This is a fine katana by Shodai Hizen (no) Kuni Saga Jû Minamoto Yoshifusa (肥前国佐賀住源吉房). He is rated as a Jô-saku smith by Fujishiro. Yoshifusa worked around 1624 (Kanei) and was a student of the Shodai Tadayoshi. His given name was Mozaemon and his first signature was Tadafusa. Later changed it to Yoshifusa. His working style is like that of Ômi no Daijô Tadahiro.
This tachi is a wonderful example of his work. It is a long sword measuring 29.875 inches or 75.9 cm. The moto-haba is 1.12 inches or 2.9 cm and the saki-haba is 0.78 inches or 2.0 cm. It has a graceful torii sori measuring 0.64 inches or 1.6 cm.
The jitetsu (hada) is a combination of ko-itame, flowing itame, and some mokume. There is abundant ko-nie in the ji forming chikei. There is even a form of shirake utsuri along the shinogi-ji. The hamon at first glance appears to be a narrow suguha. Closer inspection reveals that it is really comprised of a very beautiful ko-gunome with abundant ashi and other activities. In fact, it reminds us of the fine Awataguchi blades of the Kamakura era. There is a chu-kissaki with a ko-maru shape and a short kaeri.
Of special note on this blade is the kirikomi (sword cut) on the mune about one-third of the way up the blade from the machi. As has been stated, this smith worked in the beginning of the Shinto era after the period of constant warfare was over. However, this blade was made around the time of the famous Shimabara Rebellion so it is reasonable to suppose that it might have acquired this cut at that time. After all, it is a Kyûshû made sword and the rebellion was in Kyûshû. Of course, a more likely explanation would be that one of its owners over the last 400 or so years got into a brawl and it was at that time that the blade acquitted itself well and obtained its mark of battle.
The nakago is long and tapered with the nine character mei signed on the tachi side of the blade.
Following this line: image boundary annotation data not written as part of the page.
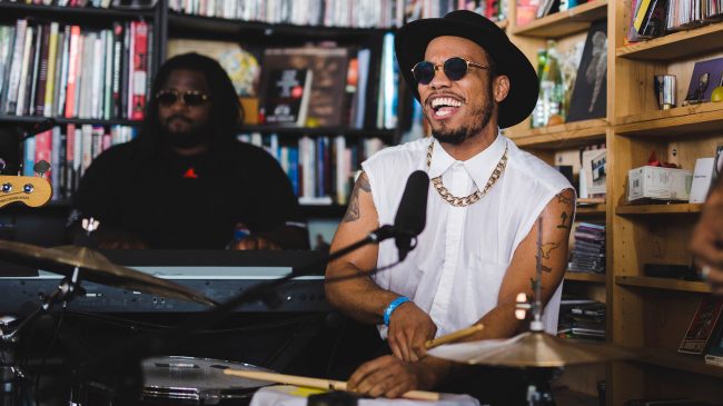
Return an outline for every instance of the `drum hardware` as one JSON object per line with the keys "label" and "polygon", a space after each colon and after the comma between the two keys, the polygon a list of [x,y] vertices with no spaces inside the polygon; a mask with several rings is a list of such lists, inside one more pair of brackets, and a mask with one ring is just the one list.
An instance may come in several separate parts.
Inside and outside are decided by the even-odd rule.
{"label": "drum hardware", "polygon": [[577,343],[544,331],[542,321],[542,217],[537,220],[537,256],[535,298],[527,301],[524,293],[517,295],[515,317],[525,319],[532,311],[529,331],[507,339],[448,344],[429,351],[433,357],[463,364],[523,368],[529,385],[529,406],[554,405],[549,382],[567,365],[604,363],[633,358],[634,355],[610,345]]}

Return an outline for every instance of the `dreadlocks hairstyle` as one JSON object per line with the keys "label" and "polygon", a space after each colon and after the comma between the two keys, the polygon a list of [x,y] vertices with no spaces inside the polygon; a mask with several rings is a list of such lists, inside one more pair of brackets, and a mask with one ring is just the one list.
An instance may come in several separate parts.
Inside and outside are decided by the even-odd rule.
{"label": "dreadlocks hairstyle", "polygon": [[218,147],[231,141],[244,118],[244,110],[231,79],[216,60],[195,52],[184,53],[167,60],[156,73],[146,110],[146,120],[143,120],[138,137],[145,155],[155,155],[158,151],[160,143],[158,133],[160,133],[161,127],[158,121],[156,93],[161,90],[175,70],[192,70],[201,72],[206,77],[209,98],[214,103],[210,117],[214,128],[212,146]]}

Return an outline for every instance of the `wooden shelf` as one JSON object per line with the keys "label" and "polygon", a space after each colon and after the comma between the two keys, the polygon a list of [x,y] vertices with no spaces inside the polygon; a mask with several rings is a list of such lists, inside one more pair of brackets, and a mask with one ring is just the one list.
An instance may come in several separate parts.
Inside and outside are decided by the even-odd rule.
{"label": "wooden shelf", "polygon": [[509,138],[522,148],[558,149],[604,141],[606,129],[605,119],[592,119],[515,131]]}
{"label": "wooden shelf", "polygon": [[623,286],[637,286],[651,289],[692,291],[700,294],[711,293],[711,287],[703,281],[654,278],[651,276],[616,276],[615,284]]}
{"label": "wooden shelf", "polygon": [[675,60],[720,50],[721,36],[723,36],[723,22],[716,22],[620,47],[615,50],[615,55],[628,59]]}
{"label": "wooden shelf", "polygon": [[[723,36],[723,32],[721,33]],[[676,107],[615,119],[614,129],[622,136],[690,136],[723,128],[723,102]]]}
{"label": "wooden shelf", "polygon": [[394,138],[394,130],[359,130],[350,129],[347,127],[271,127],[271,126],[244,126],[240,129],[241,133],[248,132],[264,132],[264,133],[278,133],[279,136],[337,136],[344,135],[346,137],[370,138],[379,137],[385,140]]}
{"label": "wooden shelf", "polygon": [[591,22],[605,18],[607,18],[607,0],[594,0],[516,27],[512,33],[522,37],[559,38],[585,31]]}
{"label": "wooden shelf", "polygon": [[617,206],[615,214],[618,216],[685,215],[701,212],[702,209],[703,205],[699,204],[628,205]]}
{"label": "wooden shelf", "polygon": [[392,29],[385,28],[349,28],[349,27],[317,27],[273,24],[261,21],[230,20],[217,17],[201,17],[169,12],[168,28],[171,31],[189,34],[206,36],[244,36],[265,40],[285,39],[306,41],[309,39],[359,40],[369,36],[382,36]]}
{"label": "wooden shelf", "polygon": [[605,204],[601,205],[578,205],[575,211],[576,216],[603,216],[607,212]]}
{"label": "wooden shelf", "polygon": [[605,284],[604,274],[593,274],[593,273],[565,273],[565,280],[575,280],[575,281],[588,281],[593,284]]}
{"label": "wooden shelf", "polygon": [[51,17],[55,19],[79,18],[83,21],[92,19],[95,21],[115,20],[135,20],[139,18],[153,19],[155,9],[132,10],[132,9],[113,9],[97,7],[59,7],[59,6],[38,6],[24,4],[19,2],[0,1],[0,10],[3,14],[28,16],[28,17]]}
{"label": "wooden shelf", "polygon": [[636,362],[693,374],[723,378],[723,367],[707,365],[702,355],[681,354],[668,348],[630,348],[640,355]]}
{"label": "wooden shelf", "polygon": [[93,126],[140,126],[142,123],[142,121],[139,120],[126,120],[126,119],[100,120],[100,119],[92,119],[92,118],[0,116],[0,123],[14,122],[19,125],[34,125],[34,123],[43,122],[46,120],[52,120],[55,121],[53,125],[58,125],[58,126],[67,125],[67,123],[93,125]]}
{"label": "wooden shelf", "polygon": [[341,219],[346,206],[339,205],[300,205],[301,214],[306,218],[336,218]]}

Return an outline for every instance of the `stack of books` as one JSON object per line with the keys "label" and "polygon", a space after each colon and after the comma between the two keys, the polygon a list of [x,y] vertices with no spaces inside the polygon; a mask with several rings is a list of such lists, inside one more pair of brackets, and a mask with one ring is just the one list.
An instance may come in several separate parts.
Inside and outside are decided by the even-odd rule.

This is the prevailing side for the mei on the Tadayoshi school of Hizen blades.
Even though the Hizen blades of the Tadayoshi school are all signed on the “tachi mei” side of the tang, we most often call them katana. This is because they are mounted as katana with the cutting edge worn up. This blade, however, can be called a true tachi because it is mounted in an absolutely outstanding tachi koshirae. I think the photos below show the quality of this koshirae. It should also be noted that this sword and koshirae comes in a custom made box especially designed for the koshirae with a compartment underneath for the sword blade.
Finally, this sword comes with NBTHK Tokubetsu Hozon papers attesting to the authenticity of the signature and the quality and condition of the blade.